Imaginez un sarcophage égyptien vieux de plus de deux mille ans qui regarde droit dans les yeux une sculpture géante venue de l’île de Pâques. Ou une croix chrétienne chinoise du XVIIe siècle posée à côté d’une figure anthropomorphe océanienne. Ce n’est plus une utopie : c’est la réalité qui s’ouvre demain au Louvre.
Une galerie qui brise toutes les frontières
Mercredi, le musée le plus visité au monde dévoile la Galerie des cinq continents.
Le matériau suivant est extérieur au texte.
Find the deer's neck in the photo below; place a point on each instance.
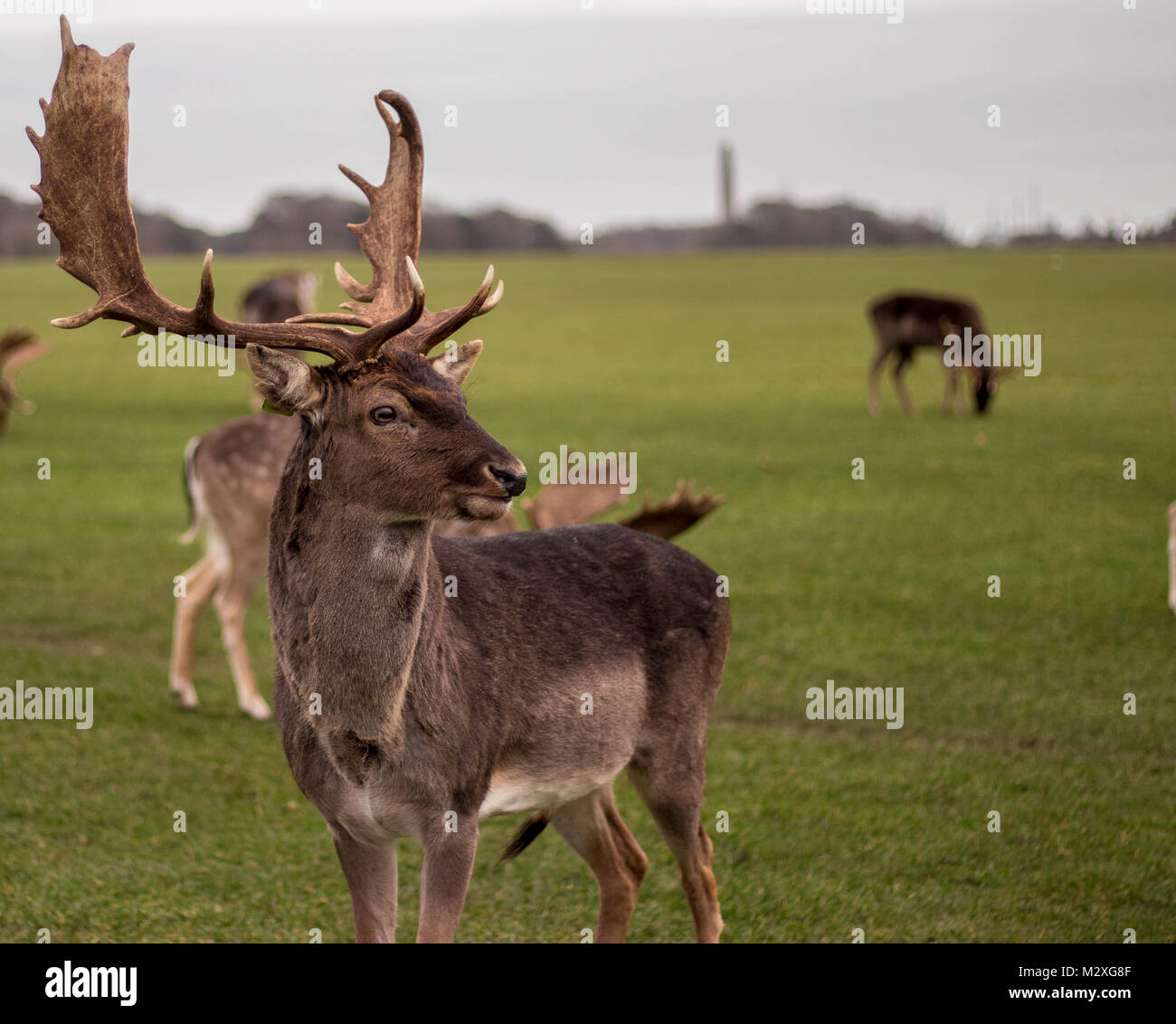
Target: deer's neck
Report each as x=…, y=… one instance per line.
x=351, y=604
Exit le vieux Pavillon des Sessions créé en 2000. Place à un espace totalement repensé de 1 000 m² où 130 œuvres venues d’Afrique, d’Asie, d’Océanie, des Amériques et d’Europe ne sont plus classées par continent ou par époque, mais par grandes questions humaines universelles.
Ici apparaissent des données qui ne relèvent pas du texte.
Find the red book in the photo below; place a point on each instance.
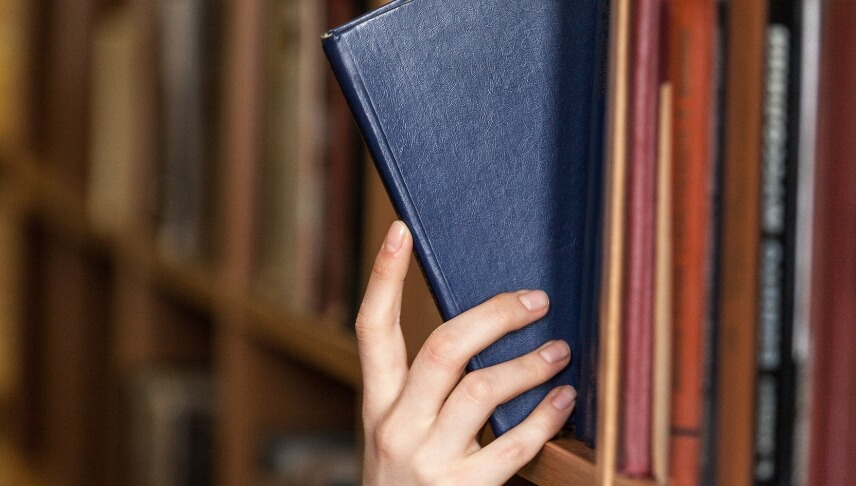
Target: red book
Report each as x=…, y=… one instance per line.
x=833, y=305
x=635, y=457
x=692, y=27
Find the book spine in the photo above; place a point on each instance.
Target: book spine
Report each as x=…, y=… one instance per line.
x=585, y=426
x=739, y=243
x=834, y=266
x=809, y=18
x=349, y=79
x=639, y=280
x=774, y=403
x=692, y=41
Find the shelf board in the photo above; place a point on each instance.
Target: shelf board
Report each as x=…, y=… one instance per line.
x=322, y=342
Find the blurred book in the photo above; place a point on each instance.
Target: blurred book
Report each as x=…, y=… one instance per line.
x=311, y=459
x=189, y=53
x=171, y=426
x=112, y=129
x=291, y=219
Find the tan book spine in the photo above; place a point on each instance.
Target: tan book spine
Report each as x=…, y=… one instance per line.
x=739, y=243
x=611, y=296
x=663, y=295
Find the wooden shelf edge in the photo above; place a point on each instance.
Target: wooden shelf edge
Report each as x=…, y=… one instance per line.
x=569, y=461
x=321, y=342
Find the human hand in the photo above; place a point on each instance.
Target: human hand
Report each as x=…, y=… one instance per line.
x=421, y=424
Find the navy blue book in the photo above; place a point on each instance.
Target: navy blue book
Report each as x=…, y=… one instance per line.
x=478, y=114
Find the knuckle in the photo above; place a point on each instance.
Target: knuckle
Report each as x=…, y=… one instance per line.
x=516, y=452
x=383, y=269
x=441, y=348
x=534, y=368
x=506, y=308
x=362, y=325
x=478, y=388
x=425, y=471
x=386, y=440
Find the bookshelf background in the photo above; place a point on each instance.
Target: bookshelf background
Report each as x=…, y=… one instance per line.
x=117, y=282
x=100, y=309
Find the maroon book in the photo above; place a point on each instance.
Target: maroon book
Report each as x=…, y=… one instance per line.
x=833, y=306
x=635, y=441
Naître et mourir. Croire. Exercer le pouvoir. Autant de thèmes qui permettent des rapprochements aussi inattendus qu’éblouissants.
Quand l’histoire de l’art sort des cases
Laurence des Cars, présidente-directrice du Louvre depuis fin 2021, porte ce projet depuis quatre ans. Elle parle d’une « approche décloisonnée » de l’histoire de l’art. Fini le temps où chaque civilisation restait dans son coin. Ici, une statue grecque d’Aelius César (IIe siècle après J.-C.) fait face à la sculpture d’un dignitaire du Vanuatu du XIXe siècle. Deux figures du pouvoir séparées par des milliers de kilomètres et des siècles, mais qui se répondent instantanément.
Dans une même vitrine, un crucifix chinois du XVIIe siècle voisine avec une figure anthropomorphe de l’île de Pâques (XVIIIe-XIXe siècle). La foi, sous toutes ses formes, se regarde dans le blanc des yeux.
« Ça fait partie des projets que j’ai portés depuis quatre ans dans une volonté de rénovation complète du musée, y compris sur le plan de la sécurité. »
Laurence des Cars, présidente du Louvre
Un projet né dans la douleur… et dans l’urgence
Le timing n’est pas anodin. Quelques semaines après le vol spectaculaire de joyaux de la Couronne le 19 octobre dernier, Laurence des Cars a tenu à rappeler que la sécurité faisait partie intégrante du chantier. « Vous pourrez compter les caméras, vous pourrez compter les capteurs dans les vitrines », a-t-elle lancé avec un sourire entendu.
Mais au-delà de la réponse technique, c’est tout un modèle muséal qui évolue. Le Pavillon des Sessions, créé en 2000 pour accueillir temporairement des pièces destinées au futur musée du Quai Branly, n’avait jamais vraiment trouvé sa place au Louvre. Trop isolé, parfois mal accepté par certaines équipes internes. Laurence des Cars a donc décidé de tout reprendre à zéro dès 2024.
42 trésors du Louvre + 77 pièces du Quai Branly
Le résultat ? Un espace où cohabitent :
- 42 œuvres issues des collections propres du Louvre (antiquités égyptiennes, grecques, romaines, objets d’art…)
- 77 pièces prêtées par le musée du Quai Branly
- Quelques prêts exceptionnels, dont certains venant directement du Nigeria
Cette collaboration entre les deux grandes institutions parisiennes marque une étape importante. Elle préfigure peut-être des partenariats plus profonds à l’avenir.
La provenance enfin assumée
Dans chaque vitrine, les cartels ne se contentent plus de décrire l’objet. Ils ouvrent aussi la réflexion sur sa provenance. Un sujet brûlant alors que les demandes de restitution, notamment africaines, se multiplient.
Laurence des Cars l’admet sans détour : « C’est devenu un sujet prégnant pour l’ensemble des pays du monde. » En affichant clairement l’histoire parfois complexe de chaque pièce, le Louvre choisit la transparence plutôt que le silence.
Un musée en pleine mutation
Cette nouvelle galerie s’inscrit dans un vaste programme de rénovation. Le même jour, l’aile Richelieu voit réouvrir ses salles dédiées aux peintres italiens et espagnols des XVIIe et XVIIIe siècles, entièrement repeintes. D’autres espaces ont dû fermer temporairement pour vétusté. Le Louvre, bâtiment plusieurs fois centenaire, vit une cure de jouvence sans précédent.
Objectif affiché : « redonner le goût du Louvre à tous ses visiteurs », comme le résume Laurence des Cars.
Avec 8,7 millions de visiteurs en 2024 (dont 69 % d’étrangers), le défi est immense. Mais la nouvelle Galerie des cinq continents pourrait bien devenir le symbole de cette renaissance : un Louvre plus ouvert, plus contemporain, et résolument tourné vers le dialogue entre cultures.
À partir de demain, l’histoire de l’art ne sera plus tout à fait la même.